Between 1 and 10 in every 100 people have one or more of these effects.
- Hair thinning
- Loss of appetite
- Loss of taste or a metallic taste
- Loss of ability to hear some high pitched sounds, which usually gets better on its own
- About 1 in 100 people have ringing in their ears (tinnitus)
- Numbness or tingling in fingers and toes affects about 4 out of every 100 people (4%) and can cause difficulty with fiddly things such as doing up buttons – this starts within a few days or weeks and usually goes within a few months of finishing treatment
Fewer than 1 in 100 people have these effects.
- Hair loss
- Some people have an allergic reaction while having carboplatin, usually at the first or second treatment – let your treatment team know immediately if you have any skin rashes, itching, feeling hot, shivering, going red in the face, feeling dizzy, a headache, shortness of breath, anxiety or a sudden need to pass urine
The side effects above may be mild or more severe. A side effect may get better or worse through your course of treatment, or more side effects may develop as the course goes on. This depends on
- How many times you've had the drug before
- Your general health
- The amount of the drug you have (the dose)
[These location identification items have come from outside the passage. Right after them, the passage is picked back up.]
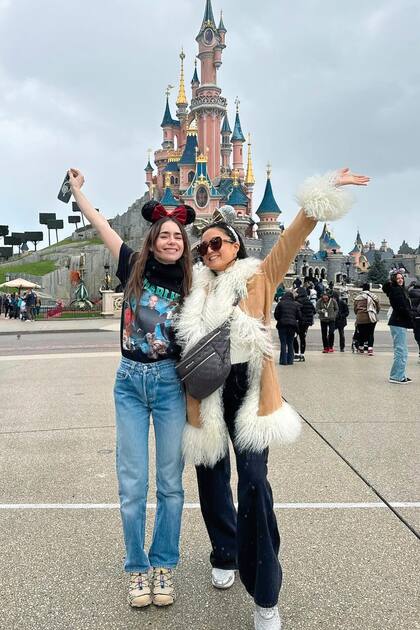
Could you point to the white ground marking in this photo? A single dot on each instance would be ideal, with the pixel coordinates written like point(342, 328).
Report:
point(196, 506)
point(68, 355)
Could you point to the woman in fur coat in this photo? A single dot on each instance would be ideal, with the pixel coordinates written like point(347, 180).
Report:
point(248, 409)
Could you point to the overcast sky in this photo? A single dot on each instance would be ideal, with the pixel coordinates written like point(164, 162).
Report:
point(322, 84)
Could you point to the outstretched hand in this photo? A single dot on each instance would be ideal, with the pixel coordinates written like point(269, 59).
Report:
point(345, 177)
point(76, 179)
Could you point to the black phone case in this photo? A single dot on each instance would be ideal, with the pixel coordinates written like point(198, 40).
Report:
point(65, 192)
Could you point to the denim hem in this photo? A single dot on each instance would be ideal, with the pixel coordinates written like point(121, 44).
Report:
point(265, 605)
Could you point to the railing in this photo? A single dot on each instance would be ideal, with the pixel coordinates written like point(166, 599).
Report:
point(111, 303)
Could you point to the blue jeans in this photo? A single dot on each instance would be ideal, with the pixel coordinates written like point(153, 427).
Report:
point(399, 338)
point(141, 390)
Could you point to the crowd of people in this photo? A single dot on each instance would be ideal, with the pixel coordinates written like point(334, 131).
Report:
point(296, 309)
point(25, 306)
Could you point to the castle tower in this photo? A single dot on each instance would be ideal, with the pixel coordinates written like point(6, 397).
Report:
point(226, 149)
point(249, 178)
point(149, 172)
point(195, 81)
point(237, 198)
point(268, 213)
point(237, 141)
point(182, 105)
point(207, 105)
point(187, 162)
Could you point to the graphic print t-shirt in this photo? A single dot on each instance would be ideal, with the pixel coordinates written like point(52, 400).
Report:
point(146, 325)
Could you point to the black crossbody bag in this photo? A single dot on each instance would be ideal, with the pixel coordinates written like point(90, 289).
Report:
point(206, 365)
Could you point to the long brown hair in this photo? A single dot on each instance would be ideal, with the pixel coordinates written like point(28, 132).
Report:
point(134, 285)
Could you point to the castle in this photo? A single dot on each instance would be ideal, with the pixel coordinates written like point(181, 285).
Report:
point(201, 161)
- Other drugs you are having
Talk to your doctor, pharmacist or nurse about all your side effects so that they can help you manage them. Your chemotherapy nurse, clinic or ward nurse will give you a contact number. You can ring if you have any questions or problems. They can give you advice or reassure you. If in doubt, call them.
Tell your doctor about any other medicines you are taking, including vitamins, herbal supplements and other over the counter remedies – some drugs can react together.
You should not have immunisations with live vaccines while you are having this treatment or for at least 6 months afterwards. In the UK, live vaccines include rubella, mumps, measles (usually given together as MMR), BCG and yellow fever. You can have other vaccines, but they may not give you as much protection as usual until your immune system has fully recovered.
It is safe for you to be in contact with other people who've had live vaccines as injections. There can be problems with oral vaccines, but not many people in the UK have oral vaccines now. So there is usually no problem in being with any baby or child who has recently had any vaccination in the UK. You might need to make sure that you aren't in contact with anyone who has had oral polio, cholera or typhoid vaccination recently, particularly if you live abroad.
This page does not list all the very rare side effects of this treatment that are very unlikely to affect you. For further information look at the Electronic Medicines Compendium website at www.medicines.org.uk.
If you have a side effect not mentioned here that you think may be due to this treatment you can report it to the Medicines Health and Regulatory Authority (MHRA) at www.mhra.gov.uk.